What is a Sustainable Material?
A sustainable material is any material that can be put to effective use in the present without compromising its availability for use by latter generations. A sustainable material’s use is within the brackets of a sustainable system, which in turn refers to practices that benefit and replenish the well-being of humans and the general environment. It is this sustainability that is seen to be the key to ensuring a productive survival for the human population and an accommodating Earth.
It is indeed very difficult to fully describe what a sustainable material is. Perhaps the best way of doing so is by looking at them as the materials whose use achieves environmental benefits unlike other conventional materials. Sustainable materials share some general characteristics including a natural abundance, an ease of extraction with respect to amounts of energy used and an ease of recycling.
Many sustainable materials currently in use share the aforementioned attributes and based on this, two general classes can be itemized:
i. Materials significantly of plant origin; these include products from wood, natural fibers and polymers.
ii. Materials that are produced using waste products as raw materials; these are typically the products of recycled matter.
Dematerialization as Key
Dematerialization refers to an informed reduction of the amount of materials that go into making a product such that the quality of the same will remain uncompromised. By doing this, it is possible to reduce the amount and flow of raw materials into the industrial cycle. Some of the strategies by which this can be done include the development of organic chemicals, increased recycling, and embracing out-of-industry good practices like increased product repair and upgrading.

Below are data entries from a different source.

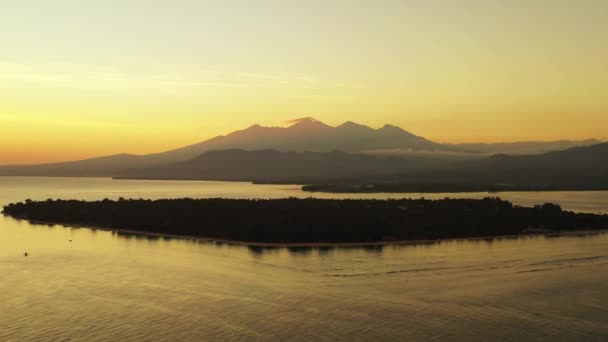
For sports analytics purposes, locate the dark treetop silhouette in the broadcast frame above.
[4,198,608,243]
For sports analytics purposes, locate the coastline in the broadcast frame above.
[10,215,608,248]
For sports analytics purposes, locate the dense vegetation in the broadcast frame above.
[4,198,608,243]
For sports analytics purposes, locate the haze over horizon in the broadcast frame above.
[0,0,608,164]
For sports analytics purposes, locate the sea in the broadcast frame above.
[0,177,608,341]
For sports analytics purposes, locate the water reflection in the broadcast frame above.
[0,179,608,341]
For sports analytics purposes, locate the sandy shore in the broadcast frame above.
[9,216,608,248]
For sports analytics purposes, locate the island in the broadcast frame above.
[3,198,608,244]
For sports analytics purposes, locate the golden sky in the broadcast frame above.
[0,0,608,164]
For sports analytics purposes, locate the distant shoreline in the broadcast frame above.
[8,217,608,248]
[3,198,608,246]
[302,183,608,194]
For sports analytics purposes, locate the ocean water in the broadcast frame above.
[0,177,608,341]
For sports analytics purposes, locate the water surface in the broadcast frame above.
[0,177,608,341]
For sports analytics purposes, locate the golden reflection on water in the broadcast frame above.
[0,178,608,341]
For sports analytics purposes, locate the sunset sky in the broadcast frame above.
[0,0,608,164]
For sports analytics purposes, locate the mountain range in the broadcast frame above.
[0,118,598,180]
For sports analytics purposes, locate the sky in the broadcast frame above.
[0,0,608,164]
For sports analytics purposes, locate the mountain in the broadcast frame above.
[446,139,601,154]
[111,143,608,191]
[0,118,442,177]
[118,149,441,183]
[404,143,608,189]
[0,118,597,177]
[145,118,444,162]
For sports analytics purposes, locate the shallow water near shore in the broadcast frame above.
[0,177,608,341]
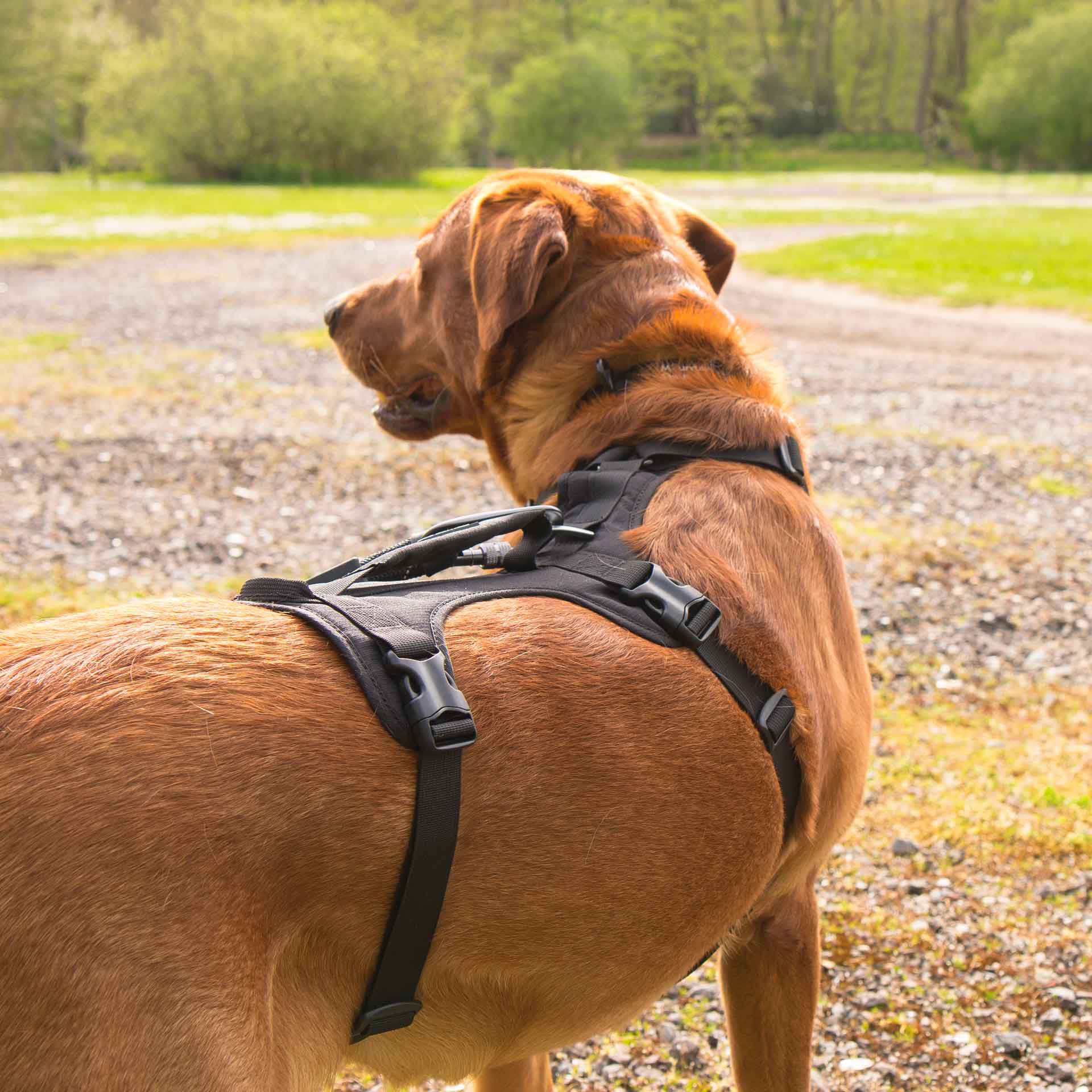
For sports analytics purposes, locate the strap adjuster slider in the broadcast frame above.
[383,651,477,751]
[349,1002,420,1043]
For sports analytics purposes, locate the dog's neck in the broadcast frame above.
[490,299,799,500]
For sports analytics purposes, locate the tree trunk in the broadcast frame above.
[952,0,971,93]
[755,0,771,69]
[914,0,938,155]
[877,0,899,132]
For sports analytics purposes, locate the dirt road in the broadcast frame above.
[0,232,1092,1090]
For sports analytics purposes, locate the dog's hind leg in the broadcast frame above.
[719,879,819,1092]
[471,1054,553,1092]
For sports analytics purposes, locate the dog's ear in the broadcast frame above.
[675,202,736,295]
[470,191,572,388]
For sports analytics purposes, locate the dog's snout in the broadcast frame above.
[322,296,345,337]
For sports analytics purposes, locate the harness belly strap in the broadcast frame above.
[237,437,807,1043]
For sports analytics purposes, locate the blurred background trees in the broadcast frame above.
[0,0,1092,183]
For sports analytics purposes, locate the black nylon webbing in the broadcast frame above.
[239,437,807,1043]
[349,742,463,1043]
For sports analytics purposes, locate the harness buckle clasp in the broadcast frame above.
[383,651,477,751]
[618,565,721,648]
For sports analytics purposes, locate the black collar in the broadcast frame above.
[527,433,810,504]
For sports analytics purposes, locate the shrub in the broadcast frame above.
[493,42,640,167]
[969,3,1092,169]
[89,2,450,181]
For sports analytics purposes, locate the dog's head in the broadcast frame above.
[326,171,735,491]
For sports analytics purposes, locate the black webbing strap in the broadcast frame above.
[349,730,463,1043]
[232,578,477,1043]
[548,549,800,834]
[539,435,809,506]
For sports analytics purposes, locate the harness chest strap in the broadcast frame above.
[238,440,806,1043]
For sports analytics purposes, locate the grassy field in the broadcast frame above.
[0,168,1092,315]
[748,209,1092,316]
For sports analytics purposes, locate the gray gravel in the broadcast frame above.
[0,234,1092,689]
[0,239,1092,1092]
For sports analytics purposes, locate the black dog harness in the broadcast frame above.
[238,437,807,1043]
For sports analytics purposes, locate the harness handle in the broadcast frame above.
[307,504,561,595]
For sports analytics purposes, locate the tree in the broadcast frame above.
[493,40,640,167]
[89,2,450,183]
[0,0,125,171]
[970,3,1092,169]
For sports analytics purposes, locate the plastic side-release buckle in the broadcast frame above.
[384,651,477,751]
[756,690,796,752]
[618,565,721,648]
[777,436,807,488]
[349,1002,420,1043]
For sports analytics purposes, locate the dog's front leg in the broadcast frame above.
[471,1054,553,1092]
[719,880,819,1092]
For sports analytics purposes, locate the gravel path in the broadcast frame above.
[0,231,1092,684]
[0,232,1092,1092]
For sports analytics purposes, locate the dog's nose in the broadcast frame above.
[322,296,345,337]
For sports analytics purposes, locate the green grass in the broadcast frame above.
[747,209,1092,315]
[0,169,485,261]
[0,568,245,629]
[0,166,1092,261]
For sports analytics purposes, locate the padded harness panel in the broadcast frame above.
[238,437,806,1042]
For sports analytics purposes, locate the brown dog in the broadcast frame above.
[0,171,870,1092]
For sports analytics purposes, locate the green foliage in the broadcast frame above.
[970,5,1092,169]
[0,0,1089,175]
[89,2,448,181]
[0,0,127,171]
[493,42,638,167]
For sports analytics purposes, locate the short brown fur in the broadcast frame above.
[0,171,871,1092]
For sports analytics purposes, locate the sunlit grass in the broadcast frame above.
[0,168,1092,261]
[0,566,245,629]
[748,209,1092,316]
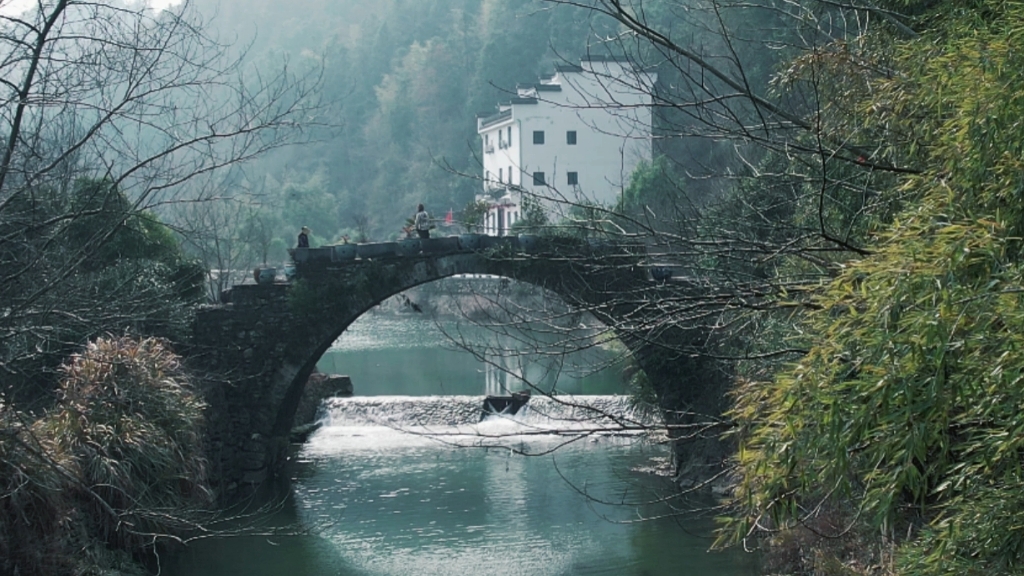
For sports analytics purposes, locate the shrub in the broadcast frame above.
[37,337,210,552]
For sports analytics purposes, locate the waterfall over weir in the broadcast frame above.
[307,396,655,452]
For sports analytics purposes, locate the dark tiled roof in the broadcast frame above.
[480,110,512,128]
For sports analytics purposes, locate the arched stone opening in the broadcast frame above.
[191,239,717,493]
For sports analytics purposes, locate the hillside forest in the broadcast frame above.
[0,0,1024,576]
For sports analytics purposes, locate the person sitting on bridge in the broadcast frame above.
[413,204,432,238]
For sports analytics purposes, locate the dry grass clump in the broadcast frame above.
[0,337,210,575]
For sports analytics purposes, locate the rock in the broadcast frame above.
[288,422,321,444]
[295,372,352,425]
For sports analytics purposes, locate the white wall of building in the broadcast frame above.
[477,54,656,234]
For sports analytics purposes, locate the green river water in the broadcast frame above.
[161,315,757,576]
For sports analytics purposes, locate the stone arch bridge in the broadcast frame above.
[189,236,710,495]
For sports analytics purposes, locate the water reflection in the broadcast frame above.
[316,313,625,396]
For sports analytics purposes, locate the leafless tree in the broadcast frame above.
[0,0,323,401]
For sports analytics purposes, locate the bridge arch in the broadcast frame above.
[190,241,720,493]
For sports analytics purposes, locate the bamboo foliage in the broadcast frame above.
[726,2,1024,575]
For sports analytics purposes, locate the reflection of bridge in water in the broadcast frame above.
[190,235,720,498]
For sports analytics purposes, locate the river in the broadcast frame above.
[162,314,757,576]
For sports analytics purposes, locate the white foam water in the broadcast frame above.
[305,395,654,455]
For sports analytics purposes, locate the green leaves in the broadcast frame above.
[726,2,1024,575]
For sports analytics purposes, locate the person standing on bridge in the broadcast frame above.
[413,204,431,238]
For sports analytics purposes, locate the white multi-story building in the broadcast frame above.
[476,56,656,236]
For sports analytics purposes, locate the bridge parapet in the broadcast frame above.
[195,237,716,493]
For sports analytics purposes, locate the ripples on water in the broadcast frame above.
[163,315,756,576]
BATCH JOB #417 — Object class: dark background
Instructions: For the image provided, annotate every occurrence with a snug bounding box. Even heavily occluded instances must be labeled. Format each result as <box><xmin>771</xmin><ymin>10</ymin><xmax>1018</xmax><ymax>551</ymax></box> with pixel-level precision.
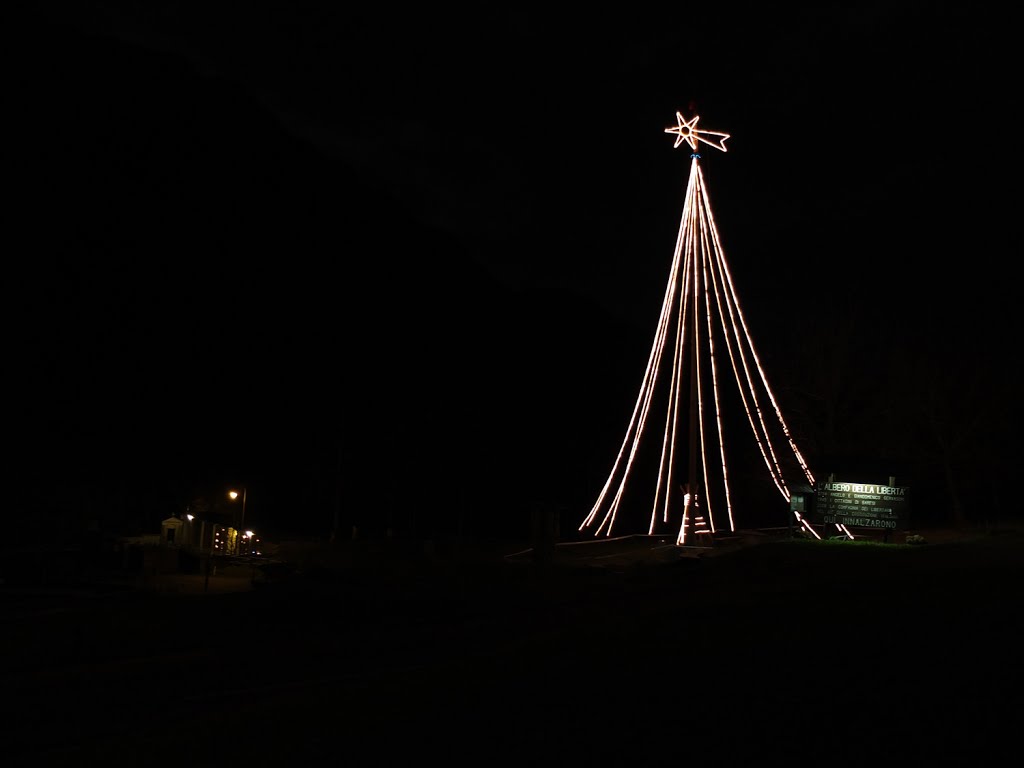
<box><xmin>4</xmin><ymin>2</ymin><xmax>1020</xmax><ymax>537</ymax></box>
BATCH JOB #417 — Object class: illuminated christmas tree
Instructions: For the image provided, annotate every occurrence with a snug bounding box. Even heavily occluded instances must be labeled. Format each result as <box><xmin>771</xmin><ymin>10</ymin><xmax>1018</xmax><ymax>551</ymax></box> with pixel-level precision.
<box><xmin>580</xmin><ymin>112</ymin><xmax>817</xmax><ymax>545</ymax></box>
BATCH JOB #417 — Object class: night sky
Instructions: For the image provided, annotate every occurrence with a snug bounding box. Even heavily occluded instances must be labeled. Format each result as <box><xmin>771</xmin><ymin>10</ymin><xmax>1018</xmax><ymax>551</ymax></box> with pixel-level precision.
<box><xmin>12</xmin><ymin>2</ymin><xmax>1021</xmax><ymax>537</ymax></box>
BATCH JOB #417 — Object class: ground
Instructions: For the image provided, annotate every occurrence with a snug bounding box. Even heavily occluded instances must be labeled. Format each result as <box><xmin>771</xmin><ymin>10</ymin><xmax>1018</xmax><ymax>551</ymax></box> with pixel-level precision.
<box><xmin>2</xmin><ymin>531</ymin><xmax>1024</xmax><ymax>765</ymax></box>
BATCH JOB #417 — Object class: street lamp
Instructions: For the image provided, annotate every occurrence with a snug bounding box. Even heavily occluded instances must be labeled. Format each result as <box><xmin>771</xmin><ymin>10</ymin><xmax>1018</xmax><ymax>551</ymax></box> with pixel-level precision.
<box><xmin>227</xmin><ymin>485</ymin><xmax>246</xmax><ymax>530</ymax></box>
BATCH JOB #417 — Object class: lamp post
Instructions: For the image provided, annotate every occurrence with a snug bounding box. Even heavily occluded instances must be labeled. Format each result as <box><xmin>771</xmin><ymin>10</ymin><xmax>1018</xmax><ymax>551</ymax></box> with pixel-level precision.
<box><xmin>227</xmin><ymin>485</ymin><xmax>247</xmax><ymax>554</ymax></box>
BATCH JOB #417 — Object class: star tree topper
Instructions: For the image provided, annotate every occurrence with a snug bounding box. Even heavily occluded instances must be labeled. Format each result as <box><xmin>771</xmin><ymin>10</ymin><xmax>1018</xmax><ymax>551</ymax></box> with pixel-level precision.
<box><xmin>665</xmin><ymin>112</ymin><xmax>729</xmax><ymax>152</ymax></box>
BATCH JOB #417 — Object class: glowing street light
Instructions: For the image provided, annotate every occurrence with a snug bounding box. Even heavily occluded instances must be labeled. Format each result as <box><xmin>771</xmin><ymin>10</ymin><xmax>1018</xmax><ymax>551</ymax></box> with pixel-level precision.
<box><xmin>227</xmin><ymin>485</ymin><xmax>246</xmax><ymax>528</ymax></box>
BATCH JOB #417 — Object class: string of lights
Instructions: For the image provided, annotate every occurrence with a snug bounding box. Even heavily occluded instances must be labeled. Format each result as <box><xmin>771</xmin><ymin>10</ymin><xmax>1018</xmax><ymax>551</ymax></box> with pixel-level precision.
<box><xmin>580</xmin><ymin>112</ymin><xmax>820</xmax><ymax>545</ymax></box>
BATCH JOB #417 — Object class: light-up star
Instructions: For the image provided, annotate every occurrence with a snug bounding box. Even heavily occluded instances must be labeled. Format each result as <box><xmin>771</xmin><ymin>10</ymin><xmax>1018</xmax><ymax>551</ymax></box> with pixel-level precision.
<box><xmin>665</xmin><ymin>112</ymin><xmax>729</xmax><ymax>152</ymax></box>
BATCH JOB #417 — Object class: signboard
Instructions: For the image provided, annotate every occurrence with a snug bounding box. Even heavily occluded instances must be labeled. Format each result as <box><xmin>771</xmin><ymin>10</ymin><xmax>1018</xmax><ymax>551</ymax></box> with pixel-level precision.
<box><xmin>815</xmin><ymin>481</ymin><xmax>907</xmax><ymax>529</ymax></box>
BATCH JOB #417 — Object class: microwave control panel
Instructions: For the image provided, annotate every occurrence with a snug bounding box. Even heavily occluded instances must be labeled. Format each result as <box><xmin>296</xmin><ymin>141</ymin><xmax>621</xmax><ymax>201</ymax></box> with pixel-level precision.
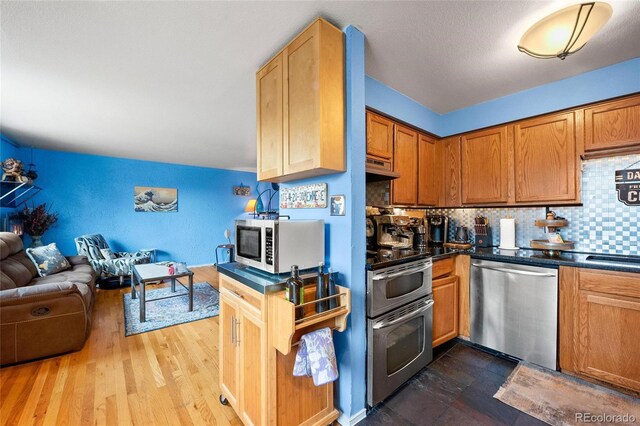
<box><xmin>264</xmin><ymin>228</ymin><xmax>273</xmax><ymax>265</ymax></box>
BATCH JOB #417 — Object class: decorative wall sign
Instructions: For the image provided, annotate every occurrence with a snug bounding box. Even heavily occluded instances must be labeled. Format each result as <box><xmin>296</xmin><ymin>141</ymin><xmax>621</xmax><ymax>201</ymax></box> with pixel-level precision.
<box><xmin>133</xmin><ymin>186</ymin><xmax>178</xmax><ymax>213</ymax></box>
<box><xmin>280</xmin><ymin>183</ymin><xmax>327</xmax><ymax>209</ymax></box>
<box><xmin>616</xmin><ymin>169</ymin><xmax>640</xmax><ymax>206</ymax></box>
<box><xmin>233</xmin><ymin>183</ymin><xmax>251</xmax><ymax>197</ymax></box>
<box><xmin>331</xmin><ymin>195</ymin><xmax>347</xmax><ymax>216</ymax></box>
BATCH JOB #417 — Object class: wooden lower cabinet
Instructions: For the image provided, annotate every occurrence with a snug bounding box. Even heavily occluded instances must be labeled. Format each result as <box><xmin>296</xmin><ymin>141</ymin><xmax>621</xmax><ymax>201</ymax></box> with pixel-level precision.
<box><xmin>560</xmin><ymin>267</ymin><xmax>640</xmax><ymax>391</ymax></box>
<box><xmin>218</xmin><ymin>274</ymin><xmax>350</xmax><ymax>426</ymax></box>
<box><xmin>432</xmin><ymin>275</ymin><xmax>458</xmax><ymax>347</ymax></box>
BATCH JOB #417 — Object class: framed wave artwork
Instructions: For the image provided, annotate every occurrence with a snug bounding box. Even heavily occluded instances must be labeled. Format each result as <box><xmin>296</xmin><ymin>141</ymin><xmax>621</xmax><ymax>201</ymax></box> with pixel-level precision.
<box><xmin>133</xmin><ymin>186</ymin><xmax>178</xmax><ymax>213</ymax></box>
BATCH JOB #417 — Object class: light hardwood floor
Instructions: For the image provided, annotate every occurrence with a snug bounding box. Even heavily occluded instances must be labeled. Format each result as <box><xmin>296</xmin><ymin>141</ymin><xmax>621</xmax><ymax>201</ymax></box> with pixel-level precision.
<box><xmin>0</xmin><ymin>267</ymin><xmax>241</xmax><ymax>426</ymax></box>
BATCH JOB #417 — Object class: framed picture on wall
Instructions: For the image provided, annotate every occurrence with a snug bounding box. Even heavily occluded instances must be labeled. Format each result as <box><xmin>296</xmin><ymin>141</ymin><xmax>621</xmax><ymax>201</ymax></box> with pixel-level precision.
<box><xmin>133</xmin><ymin>186</ymin><xmax>178</xmax><ymax>213</ymax></box>
<box><xmin>331</xmin><ymin>195</ymin><xmax>346</xmax><ymax>216</ymax></box>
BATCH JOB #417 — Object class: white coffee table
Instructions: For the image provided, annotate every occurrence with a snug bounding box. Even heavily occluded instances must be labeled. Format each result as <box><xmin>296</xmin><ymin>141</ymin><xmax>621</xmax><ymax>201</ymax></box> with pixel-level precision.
<box><xmin>131</xmin><ymin>263</ymin><xmax>193</xmax><ymax>322</ymax></box>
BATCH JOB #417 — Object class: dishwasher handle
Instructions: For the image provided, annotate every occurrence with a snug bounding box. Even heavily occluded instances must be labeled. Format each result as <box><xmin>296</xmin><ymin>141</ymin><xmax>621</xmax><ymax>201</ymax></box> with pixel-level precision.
<box><xmin>471</xmin><ymin>263</ymin><xmax>556</xmax><ymax>277</ymax></box>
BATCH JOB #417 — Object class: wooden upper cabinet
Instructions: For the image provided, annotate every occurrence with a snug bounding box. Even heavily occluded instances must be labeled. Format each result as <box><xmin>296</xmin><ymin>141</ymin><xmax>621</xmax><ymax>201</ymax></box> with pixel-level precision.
<box><xmin>418</xmin><ymin>134</ymin><xmax>442</xmax><ymax>206</ymax></box>
<box><xmin>514</xmin><ymin>112</ymin><xmax>580</xmax><ymax>204</ymax></box>
<box><xmin>256</xmin><ymin>54</ymin><xmax>284</xmax><ymax>180</ymax></box>
<box><xmin>391</xmin><ymin>124</ymin><xmax>418</xmax><ymax>206</ymax></box>
<box><xmin>367</xmin><ymin>111</ymin><xmax>393</xmax><ymax>160</ymax></box>
<box><xmin>460</xmin><ymin>126</ymin><xmax>511</xmax><ymax>204</ymax></box>
<box><xmin>439</xmin><ymin>136</ymin><xmax>462</xmax><ymax>207</ymax></box>
<box><xmin>584</xmin><ymin>95</ymin><xmax>640</xmax><ymax>152</ymax></box>
<box><xmin>256</xmin><ymin>19</ymin><xmax>346</xmax><ymax>182</ymax></box>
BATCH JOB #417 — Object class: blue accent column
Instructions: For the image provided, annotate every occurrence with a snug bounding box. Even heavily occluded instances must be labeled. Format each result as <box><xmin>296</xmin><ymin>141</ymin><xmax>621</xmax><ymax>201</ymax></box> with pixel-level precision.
<box><xmin>280</xmin><ymin>26</ymin><xmax>366</xmax><ymax>424</ymax></box>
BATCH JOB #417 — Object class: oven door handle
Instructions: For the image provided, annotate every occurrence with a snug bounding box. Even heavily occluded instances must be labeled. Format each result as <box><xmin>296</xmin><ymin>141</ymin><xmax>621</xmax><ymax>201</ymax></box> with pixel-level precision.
<box><xmin>373</xmin><ymin>299</ymin><xmax>434</xmax><ymax>330</ymax></box>
<box><xmin>373</xmin><ymin>263</ymin><xmax>433</xmax><ymax>281</ymax></box>
<box><xmin>471</xmin><ymin>263</ymin><xmax>555</xmax><ymax>277</ymax></box>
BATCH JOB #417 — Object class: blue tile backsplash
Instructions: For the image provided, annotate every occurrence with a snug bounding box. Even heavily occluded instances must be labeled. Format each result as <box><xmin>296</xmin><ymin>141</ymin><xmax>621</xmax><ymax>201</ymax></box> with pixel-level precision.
<box><xmin>367</xmin><ymin>154</ymin><xmax>640</xmax><ymax>255</ymax></box>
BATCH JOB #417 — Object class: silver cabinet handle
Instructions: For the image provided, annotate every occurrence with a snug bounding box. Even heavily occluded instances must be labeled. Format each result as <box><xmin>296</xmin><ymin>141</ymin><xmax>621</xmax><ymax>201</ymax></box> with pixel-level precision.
<box><xmin>231</xmin><ymin>317</ymin><xmax>236</xmax><ymax>346</ymax></box>
<box><xmin>373</xmin><ymin>264</ymin><xmax>433</xmax><ymax>281</ymax></box>
<box><xmin>471</xmin><ymin>263</ymin><xmax>555</xmax><ymax>277</ymax></box>
<box><xmin>373</xmin><ymin>300</ymin><xmax>434</xmax><ymax>330</ymax></box>
<box><xmin>236</xmin><ymin>320</ymin><xmax>240</xmax><ymax>346</ymax></box>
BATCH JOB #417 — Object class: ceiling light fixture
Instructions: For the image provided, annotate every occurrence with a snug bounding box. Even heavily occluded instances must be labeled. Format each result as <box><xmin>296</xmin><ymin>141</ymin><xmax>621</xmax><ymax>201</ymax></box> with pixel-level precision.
<box><xmin>518</xmin><ymin>2</ymin><xmax>613</xmax><ymax>59</ymax></box>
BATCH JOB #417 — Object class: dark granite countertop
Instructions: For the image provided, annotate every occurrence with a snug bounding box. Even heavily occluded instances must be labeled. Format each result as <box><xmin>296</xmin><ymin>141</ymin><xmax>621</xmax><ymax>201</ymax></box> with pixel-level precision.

Sustainable Materials Economy
Two approaches, dematerialization and detoxification, have been identified as a means to helping achieve and uphold a sustainable materials economy.
Achieving a sustainable materials economy via detoxification includes the systematic phasing-out and substitution of toxic chemicals and pollutants. This should be done simultaneously with the development of novel materials whose use is complementary to the sustained health of humans and the general ecosystem.